What does that even mean?
Actually it doesn’t really mean anything! Because it’s all subjective anyway isn’t it.
And – what if you are overly emotional? What’s the worst thing that could happen?
Well, in Wendy’s case being overly emotional meant – standing on a stage talking about her new passion business, but because of the passion, and the meaning that this had to her, she became ‘too’ emotional.
She had decades of experience in her field, and was used to standing up and presenting to a crowd – but always about other people’s work! She had never had to talk about something that was hers, that she had poured her heart and soul into… what if people didn’t like it, what if feedback was negative, what if, what if, what if…
Tears would spring to her eyes, her throat would feel blocked, and swallowing became harder, her face and neck would flush, she felt hot – and ultimately her voice would feel like it was breaking, and she would stop paying attention to what she was saying and her main focus became how she was feeling.
It is true that in the battle between emotion and logic, emotion always wins. (Did you know that?)
The phrase ‘overly emotional’ is something I have heard so many times from clients that I work with.
When you’re heading to present your wares to an audience, these more intense emotions can really come out of nowhere – even when we’re expecting them!
We can plan the presentation from beginning to end, and really practice the bits where we think we might choke, but in the battle between emotion and logic, emotion wins remember!
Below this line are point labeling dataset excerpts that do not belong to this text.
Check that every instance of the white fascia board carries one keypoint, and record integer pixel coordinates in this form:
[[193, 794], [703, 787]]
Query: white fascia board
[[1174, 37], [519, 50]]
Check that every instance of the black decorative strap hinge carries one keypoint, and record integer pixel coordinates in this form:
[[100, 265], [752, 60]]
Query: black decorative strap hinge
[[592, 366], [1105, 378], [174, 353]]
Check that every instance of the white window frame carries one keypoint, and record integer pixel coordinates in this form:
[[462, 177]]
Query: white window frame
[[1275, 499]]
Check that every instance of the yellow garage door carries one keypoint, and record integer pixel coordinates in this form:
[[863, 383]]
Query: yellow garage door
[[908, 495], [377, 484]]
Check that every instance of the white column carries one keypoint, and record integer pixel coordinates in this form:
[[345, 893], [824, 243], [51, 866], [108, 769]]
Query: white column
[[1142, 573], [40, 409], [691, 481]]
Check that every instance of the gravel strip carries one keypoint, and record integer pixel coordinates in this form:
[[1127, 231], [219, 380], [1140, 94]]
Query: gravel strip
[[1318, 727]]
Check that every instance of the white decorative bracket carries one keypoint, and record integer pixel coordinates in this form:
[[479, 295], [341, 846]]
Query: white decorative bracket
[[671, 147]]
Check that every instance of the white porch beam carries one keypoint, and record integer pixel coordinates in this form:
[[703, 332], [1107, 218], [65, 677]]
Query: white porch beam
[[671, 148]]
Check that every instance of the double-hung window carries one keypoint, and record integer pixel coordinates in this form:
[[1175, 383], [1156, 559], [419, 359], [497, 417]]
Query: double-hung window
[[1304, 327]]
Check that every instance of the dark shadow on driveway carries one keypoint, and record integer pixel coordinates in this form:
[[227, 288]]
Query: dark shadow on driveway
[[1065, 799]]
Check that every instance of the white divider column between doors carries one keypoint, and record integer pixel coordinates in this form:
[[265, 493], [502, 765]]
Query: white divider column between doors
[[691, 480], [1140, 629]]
What if we didn’t perceive emotions as good and bad though? What if we could reframe the so called ‘negative’ emotions into good ones? What if all emotions are actually good?
It is true that crying is good for us. Holding onto anger and internalising it is really bad for us – better to find a way to release it, express it.
But – when you’re presenting to a room full of people, you don’t really want to be doing it through a flood of tears – I get it!
This is where transformational hypnotherapy can be so useful. Because it gets to the root cause of what’s causing the emotions.
Hypnosis is so powerful because we can access the subconscious mind easily, whilst it’s relaxed, and look at memories of events or situations that are causing the emotional response. And those memories may be of very similar situations, or they may be broadly connected to the thing that we are now trying to do.
Our subconscious minds are so brilliant and clever, they store an incredible amount of information that is really useful to us. But all our subconscious is doing is trying to keep us alive and safe.
So, if we had an experience of for example: doing a ballet class at the age of 6, where we really needed to go to the toilet, and just couldn’t get the teacher’s attention, so had an accident there and then in front of everyone (!) and now you’re desperate (and I choose that word consciously!) to get on a stage and present: your subconscious might be doing everything within its power to make sure that you don’t get on that stage: because the pain and humiliation memory is so strong, and it has somehow associated it with death!
Phew. Thank you subconscious! I agree that I do not ever want that to happen again – but, as a strong, skilled, and toilet trained adult I now want to get on that stage and talk about the thing that I’m hugely passionate about, that other people need to know about, and ultimately will pay me for.
(NB this was not Wendy’s memory! I am combining stories to emphasise a point)
What we don’t want is the child version of you running the adult show!
My question to you is: who is running your show? What is the thing getting in your way of showing up fully in your business (or life)?